Leonel Figueiredo de Alencar is Professor at the Federal University of Ceará (UFC). Since 2004, he has been a faculty member of the graduate program in linguistics of the Humanities Center, carrying out research and teaching in formal grammar and computational linguistics. He has successfully supervised the master's theses and five Ph.D. dissertations to completion and has two master’s students and two doctoral students under supervision. He is the founder and coordinator of the CompLin Research Group on Natural Language and Computation.

Since March 2023, he has collaborated on the DACILAT Project at the State University of Campinas, which is funded by FAPESP (Process No. 22/09158-5). This projects aims at constructing digital corpora and implementing a rule-based machine translation system for the Brazilian indigenous languages Kadiwéu and Nheengatu.

In 1999 Leonel was awarded a scholarship from the CAPES Foundation to pursue a doctorate in Linguistics at the University of Konstanz in Germany, where he obtained his PhD with great honors (magna cum laude) in 2003. In 2012, as CAPES and DAAD Research Fellow, he was a Visiting Professor at the University of Konstanz. During his stay as a Visiting Scientist and CAPES Foundation Senior Postdoctoral Fellow at the University of Konstanz in 2013, he developed a computational grammar of Brazilian Portuguese within the LFG/XLE framework. From September 2013 to November 2015, he was a Fellow Researcher in the project entitled “Computational Processing of Portuguese for Mobile Devices” of The Group of Computer Networks, Software Engineering and Systems (GREat), hosted by the Computer Science Department of the Federal University of Ceará.

From February 2021 to February 2022, he was a Visiting Professor and Postdoctoral Researcher at the School of Applied Mathematics of the Getúlio Vargas Foundation in Rio de Janeiro (EMAp/FGV). In his postdoctoral research, he implemented, in collaboration with EMAp’s Professor and IBM’s researcher Alexandre Rademaker, a linguistic-based computational grammar for Portuguese in the HPSG formalism using the Grammar Matrix framework and the LKB-FOS system. This type of grammar models the structures of a natural language in a mathematically precise manner. It can be used by a parser to produce deep syntactic and semantic analyses of the sentences of the language.
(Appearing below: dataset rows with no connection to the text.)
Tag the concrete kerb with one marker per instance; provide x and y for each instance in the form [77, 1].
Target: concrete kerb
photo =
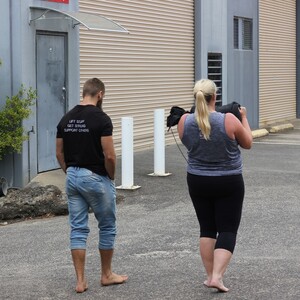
[276, 128]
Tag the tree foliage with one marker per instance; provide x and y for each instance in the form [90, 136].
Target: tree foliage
[16, 109]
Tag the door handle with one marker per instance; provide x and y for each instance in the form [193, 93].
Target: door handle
[64, 93]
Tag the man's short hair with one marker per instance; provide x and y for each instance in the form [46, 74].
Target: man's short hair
[92, 87]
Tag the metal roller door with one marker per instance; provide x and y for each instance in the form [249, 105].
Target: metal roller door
[152, 67]
[277, 61]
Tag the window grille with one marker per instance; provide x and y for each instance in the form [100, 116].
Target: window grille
[247, 34]
[214, 65]
[242, 33]
[236, 33]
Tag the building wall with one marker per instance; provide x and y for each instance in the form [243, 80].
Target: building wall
[277, 61]
[17, 52]
[214, 33]
[242, 65]
[151, 68]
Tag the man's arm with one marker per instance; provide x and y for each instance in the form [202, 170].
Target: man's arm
[60, 153]
[109, 155]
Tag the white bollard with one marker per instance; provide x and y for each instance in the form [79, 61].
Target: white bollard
[159, 143]
[127, 155]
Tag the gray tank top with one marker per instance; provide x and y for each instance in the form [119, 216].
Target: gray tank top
[218, 156]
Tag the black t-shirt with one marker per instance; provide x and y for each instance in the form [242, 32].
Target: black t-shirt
[81, 130]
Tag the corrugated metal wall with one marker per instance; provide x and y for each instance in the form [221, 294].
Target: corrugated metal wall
[277, 60]
[152, 67]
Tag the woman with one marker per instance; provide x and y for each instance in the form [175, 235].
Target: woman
[214, 177]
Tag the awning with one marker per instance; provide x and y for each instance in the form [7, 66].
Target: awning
[90, 21]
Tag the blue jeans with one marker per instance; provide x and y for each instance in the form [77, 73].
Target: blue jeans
[86, 189]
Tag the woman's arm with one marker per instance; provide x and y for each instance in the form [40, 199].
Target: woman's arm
[240, 131]
[180, 126]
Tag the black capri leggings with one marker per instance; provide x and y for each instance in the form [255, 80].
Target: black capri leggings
[218, 202]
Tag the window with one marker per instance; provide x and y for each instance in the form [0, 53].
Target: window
[214, 73]
[242, 33]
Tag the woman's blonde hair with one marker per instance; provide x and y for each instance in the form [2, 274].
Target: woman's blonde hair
[204, 90]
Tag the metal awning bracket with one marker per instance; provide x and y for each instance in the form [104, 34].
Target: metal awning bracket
[89, 21]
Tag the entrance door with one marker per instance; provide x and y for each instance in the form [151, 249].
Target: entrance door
[51, 90]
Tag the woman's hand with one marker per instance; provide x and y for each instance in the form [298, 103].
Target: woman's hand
[243, 112]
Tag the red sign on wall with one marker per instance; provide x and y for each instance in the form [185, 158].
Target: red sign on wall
[61, 1]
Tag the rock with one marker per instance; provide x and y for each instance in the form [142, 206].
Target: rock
[32, 202]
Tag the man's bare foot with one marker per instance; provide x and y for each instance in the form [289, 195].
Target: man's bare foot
[218, 284]
[113, 279]
[207, 282]
[81, 287]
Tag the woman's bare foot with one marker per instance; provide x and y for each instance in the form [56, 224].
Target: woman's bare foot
[113, 279]
[218, 284]
[207, 282]
[81, 287]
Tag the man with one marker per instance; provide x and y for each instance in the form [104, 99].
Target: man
[85, 152]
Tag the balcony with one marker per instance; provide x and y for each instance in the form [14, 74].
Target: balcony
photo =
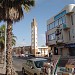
[65, 26]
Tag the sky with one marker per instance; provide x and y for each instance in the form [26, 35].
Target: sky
[42, 11]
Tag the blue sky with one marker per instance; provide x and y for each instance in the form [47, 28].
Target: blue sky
[43, 10]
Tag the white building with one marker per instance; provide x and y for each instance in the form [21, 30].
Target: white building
[34, 43]
[60, 35]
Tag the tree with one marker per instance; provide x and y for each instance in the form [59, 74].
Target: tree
[2, 40]
[12, 11]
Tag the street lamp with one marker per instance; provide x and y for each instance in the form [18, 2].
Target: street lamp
[5, 45]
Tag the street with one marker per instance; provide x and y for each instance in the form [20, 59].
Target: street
[17, 64]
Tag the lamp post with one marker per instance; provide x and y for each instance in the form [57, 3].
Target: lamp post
[5, 46]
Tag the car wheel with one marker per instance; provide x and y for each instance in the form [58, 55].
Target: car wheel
[35, 74]
[23, 71]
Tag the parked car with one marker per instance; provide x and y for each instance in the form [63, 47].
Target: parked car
[33, 66]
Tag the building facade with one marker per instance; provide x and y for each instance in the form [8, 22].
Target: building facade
[60, 34]
[34, 43]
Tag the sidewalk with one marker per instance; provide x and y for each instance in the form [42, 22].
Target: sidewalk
[3, 70]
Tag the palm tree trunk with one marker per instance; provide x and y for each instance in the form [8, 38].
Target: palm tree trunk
[9, 49]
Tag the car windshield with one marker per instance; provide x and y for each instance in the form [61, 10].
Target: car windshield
[40, 63]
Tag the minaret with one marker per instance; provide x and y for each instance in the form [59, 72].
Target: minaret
[34, 45]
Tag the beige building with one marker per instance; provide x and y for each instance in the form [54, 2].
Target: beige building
[34, 43]
[60, 35]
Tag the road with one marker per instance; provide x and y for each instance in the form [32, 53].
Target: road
[17, 64]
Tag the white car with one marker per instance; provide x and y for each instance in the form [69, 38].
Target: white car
[33, 66]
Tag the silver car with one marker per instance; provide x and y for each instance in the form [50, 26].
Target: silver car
[33, 66]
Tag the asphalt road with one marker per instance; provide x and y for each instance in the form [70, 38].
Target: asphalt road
[17, 64]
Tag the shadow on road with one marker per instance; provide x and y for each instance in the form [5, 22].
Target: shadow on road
[2, 74]
[19, 72]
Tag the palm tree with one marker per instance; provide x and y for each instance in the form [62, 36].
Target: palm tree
[2, 40]
[12, 11]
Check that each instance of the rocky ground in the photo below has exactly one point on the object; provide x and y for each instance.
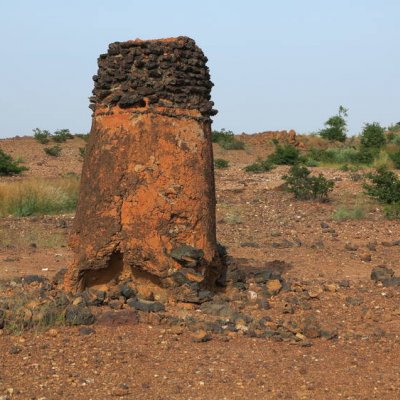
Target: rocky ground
(301, 317)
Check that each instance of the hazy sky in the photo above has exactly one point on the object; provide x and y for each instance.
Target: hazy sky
(275, 64)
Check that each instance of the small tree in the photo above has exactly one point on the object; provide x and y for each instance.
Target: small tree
(9, 166)
(373, 136)
(336, 126)
(42, 137)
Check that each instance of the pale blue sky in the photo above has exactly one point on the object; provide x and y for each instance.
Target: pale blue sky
(275, 64)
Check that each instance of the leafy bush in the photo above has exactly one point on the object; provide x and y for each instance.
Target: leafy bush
(395, 157)
(392, 211)
(221, 163)
(373, 136)
(9, 166)
(336, 126)
(62, 135)
(259, 166)
(306, 187)
(345, 155)
(345, 213)
(54, 151)
(384, 186)
(226, 139)
(42, 137)
(285, 155)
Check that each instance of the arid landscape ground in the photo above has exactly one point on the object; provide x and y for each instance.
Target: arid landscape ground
(336, 332)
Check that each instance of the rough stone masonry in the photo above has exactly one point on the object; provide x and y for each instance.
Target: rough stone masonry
(146, 209)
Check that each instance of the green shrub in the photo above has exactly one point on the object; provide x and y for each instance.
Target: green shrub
(259, 166)
(226, 139)
(42, 137)
(335, 127)
(9, 166)
(306, 187)
(384, 186)
(373, 136)
(345, 213)
(395, 157)
(345, 155)
(54, 151)
(220, 163)
(392, 211)
(62, 135)
(285, 155)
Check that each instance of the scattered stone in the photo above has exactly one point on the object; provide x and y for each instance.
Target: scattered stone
(384, 275)
(52, 332)
(15, 350)
(29, 279)
(315, 292)
(366, 257)
(86, 331)
(350, 247)
(218, 309)
(274, 286)
(250, 244)
(353, 301)
(200, 336)
(79, 315)
(285, 244)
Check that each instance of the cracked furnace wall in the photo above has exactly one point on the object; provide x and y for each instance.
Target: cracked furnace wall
(146, 207)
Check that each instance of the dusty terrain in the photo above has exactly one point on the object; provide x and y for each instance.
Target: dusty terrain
(328, 263)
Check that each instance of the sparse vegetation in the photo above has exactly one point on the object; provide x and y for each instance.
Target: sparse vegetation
(259, 166)
(373, 136)
(336, 127)
(38, 196)
(62, 135)
(42, 136)
(384, 186)
(348, 213)
(220, 163)
(306, 187)
(54, 151)
(285, 155)
(226, 139)
(9, 166)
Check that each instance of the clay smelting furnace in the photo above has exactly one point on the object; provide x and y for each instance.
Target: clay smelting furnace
(146, 209)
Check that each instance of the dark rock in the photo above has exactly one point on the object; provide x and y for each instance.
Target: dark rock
(250, 244)
(15, 350)
(350, 247)
(187, 255)
(28, 279)
(384, 275)
(218, 309)
(145, 305)
(285, 244)
(353, 301)
(86, 331)
(127, 291)
(117, 318)
(79, 315)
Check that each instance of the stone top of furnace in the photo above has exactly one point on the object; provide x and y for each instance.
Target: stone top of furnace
(169, 73)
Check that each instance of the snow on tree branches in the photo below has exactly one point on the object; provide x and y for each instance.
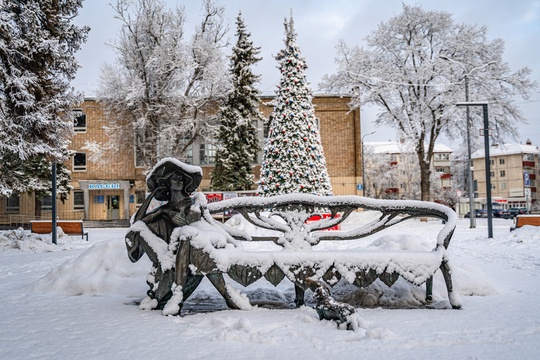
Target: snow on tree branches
(414, 69)
(38, 43)
(238, 142)
(162, 93)
(293, 159)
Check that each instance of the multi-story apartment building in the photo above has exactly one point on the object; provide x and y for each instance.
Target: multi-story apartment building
(114, 186)
(396, 173)
(514, 169)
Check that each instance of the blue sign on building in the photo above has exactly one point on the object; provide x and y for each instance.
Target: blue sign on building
(526, 179)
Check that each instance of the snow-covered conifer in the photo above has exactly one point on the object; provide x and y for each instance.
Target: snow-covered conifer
(38, 43)
(293, 159)
(238, 142)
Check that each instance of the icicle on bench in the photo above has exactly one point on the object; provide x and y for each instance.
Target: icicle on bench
(286, 216)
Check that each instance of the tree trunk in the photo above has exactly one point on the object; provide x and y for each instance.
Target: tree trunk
(425, 182)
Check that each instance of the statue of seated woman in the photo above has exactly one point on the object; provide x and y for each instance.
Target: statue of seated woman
(173, 182)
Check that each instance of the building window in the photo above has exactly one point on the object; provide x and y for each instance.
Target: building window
(79, 162)
(79, 121)
(140, 195)
(442, 156)
(78, 199)
(12, 203)
(207, 154)
(187, 153)
(46, 203)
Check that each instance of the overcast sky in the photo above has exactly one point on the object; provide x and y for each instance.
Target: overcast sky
(320, 24)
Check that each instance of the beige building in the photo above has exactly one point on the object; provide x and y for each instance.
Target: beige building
(111, 188)
(513, 172)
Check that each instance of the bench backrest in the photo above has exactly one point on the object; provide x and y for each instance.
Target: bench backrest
(533, 220)
(45, 227)
(290, 214)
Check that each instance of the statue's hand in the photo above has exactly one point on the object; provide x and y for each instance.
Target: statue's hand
(179, 219)
(134, 249)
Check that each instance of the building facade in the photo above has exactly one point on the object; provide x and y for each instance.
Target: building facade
(112, 187)
(514, 169)
(392, 170)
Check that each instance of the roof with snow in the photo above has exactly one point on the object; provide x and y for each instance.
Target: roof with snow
(507, 149)
(396, 147)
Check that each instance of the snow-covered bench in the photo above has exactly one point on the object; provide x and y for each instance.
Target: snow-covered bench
(212, 249)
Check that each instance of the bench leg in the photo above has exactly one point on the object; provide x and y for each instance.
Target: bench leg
(453, 297)
(299, 296)
(429, 290)
(217, 280)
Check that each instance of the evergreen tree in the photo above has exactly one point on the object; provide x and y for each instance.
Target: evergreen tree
(293, 159)
(37, 63)
(238, 143)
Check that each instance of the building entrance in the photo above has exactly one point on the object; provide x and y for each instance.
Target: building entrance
(113, 207)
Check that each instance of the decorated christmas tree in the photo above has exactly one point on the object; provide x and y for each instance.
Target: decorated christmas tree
(238, 143)
(293, 159)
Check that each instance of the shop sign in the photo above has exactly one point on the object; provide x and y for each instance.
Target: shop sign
(106, 186)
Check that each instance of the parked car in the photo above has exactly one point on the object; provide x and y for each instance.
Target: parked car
(498, 213)
(511, 213)
(479, 213)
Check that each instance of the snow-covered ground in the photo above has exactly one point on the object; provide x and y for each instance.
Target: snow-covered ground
(78, 300)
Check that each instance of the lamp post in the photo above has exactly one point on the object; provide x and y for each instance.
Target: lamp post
(363, 168)
(53, 209)
(472, 213)
(487, 161)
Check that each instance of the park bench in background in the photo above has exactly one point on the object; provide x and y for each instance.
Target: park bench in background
(69, 227)
(521, 220)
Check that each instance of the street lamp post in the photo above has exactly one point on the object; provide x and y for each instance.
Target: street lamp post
(487, 162)
(472, 211)
(363, 167)
(53, 212)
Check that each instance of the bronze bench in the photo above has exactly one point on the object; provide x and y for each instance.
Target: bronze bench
(209, 248)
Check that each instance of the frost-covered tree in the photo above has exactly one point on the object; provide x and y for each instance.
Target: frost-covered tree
(38, 43)
(380, 172)
(238, 143)
(414, 68)
(293, 158)
(162, 93)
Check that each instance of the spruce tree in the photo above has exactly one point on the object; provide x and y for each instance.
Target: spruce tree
(293, 159)
(37, 63)
(237, 136)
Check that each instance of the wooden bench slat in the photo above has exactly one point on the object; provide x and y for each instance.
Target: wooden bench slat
(68, 227)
These analyses have proven extremely valuable in industrial-scale natural language processing applications such as information extraction, question answering, and machine translation.

For over 20 years, his main research area has been natural language processing and computational linguistics from a generative grammar perspective. Presently, his main research targets the development of tools and resources for the computational processing of Nheengatu (also called Modern Tupi and Língua Geral Amazônica), especially focusing on the expansion and maintenance of the UD_Nheengatu-CompLin treebank of the Universal Dependencies collection. Past research topics include generative syntax, corpus linguistics, finite-state morphology, part-of-speech tagging, machine translation, and grammar engineering with the Lexical-Functional Grammar (LFG), Grammatical Framework, and HPSG formalisms.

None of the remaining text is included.